Oltre ad Iliade e Odissea, attribuite ad Omero, infatti, il Ciclo Troiano comprendeva atri poemi ed altri nomi di poeti semi-leggendari: i Cypria (attribuiti a Stasino o allo stesso Omero), l’Iliade, l’Etiopide (attribuita a Arctino), la Piccola Iliade (attribuita a Lesche o a Cinetone), Iliou Persis o la Caduta di Troia (Arctino), i Nostoi o i Ritorni (attribuito ad Agia), l’Odissea e, infine, la Telegonia (attribuita a Eugammone o a Museo). La Storia, soprattutto quella antica e medievale, abbonda di personaggi semi-leggendari: si tratta di personaggi di sintesi che racchiudono una memoria popolare collettiva.

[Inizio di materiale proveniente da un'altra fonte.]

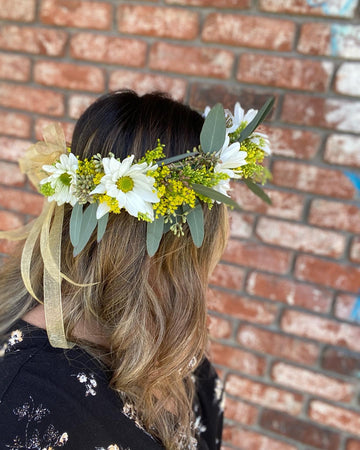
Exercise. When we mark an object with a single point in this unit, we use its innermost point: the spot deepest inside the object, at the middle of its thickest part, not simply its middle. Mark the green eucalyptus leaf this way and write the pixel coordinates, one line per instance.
(102, 223)
(154, 234)
(88, 225)
(75, 223)
(195, 220)
(212, 136)
(260, 116)
(215, 195)
(256, 189)
(176, 158)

Anche se ha tradito gli entusiasmi che aveva suscitato al momento del proprio ritrovamento, la tavoletta di Olimpia ha il merito di riportare sotto i riflettori un poema che rappresenta uno dei cardini della nostra cultura. Il fatto che Omero sia esistito o sia un personaggio leggendario, il fatto che abbia effettivamente composto i versi di Iliade e Odissea, di uno solo dei poemi, o anche di nessuno dei due, in fin dei conti non è rilevante. In un’epoca di recrudescenze di conflitti identitari e di voglia di confini, anzi, la figura semi-leggendaria del cieco cantore ci fa riflettere su quanto le radici culturali siano una questione complessa, articolata, difficile da imbrigliare in parole d’ordine se non a costo di snaturarla e renderla sterile. I miti sviluppati da una cultura lontana e tramandati oralmente, lentamente passati in forma scritta, sopravvissuti a guerre e saccheggi, ad incendi ed oblii, infiltrati nella cultura popolare che li ha rielaborati riportandoli ad una forma orale, rappresentano un substrato culturale in continua evoluzione che è impossibile chiudere dentro dei confini.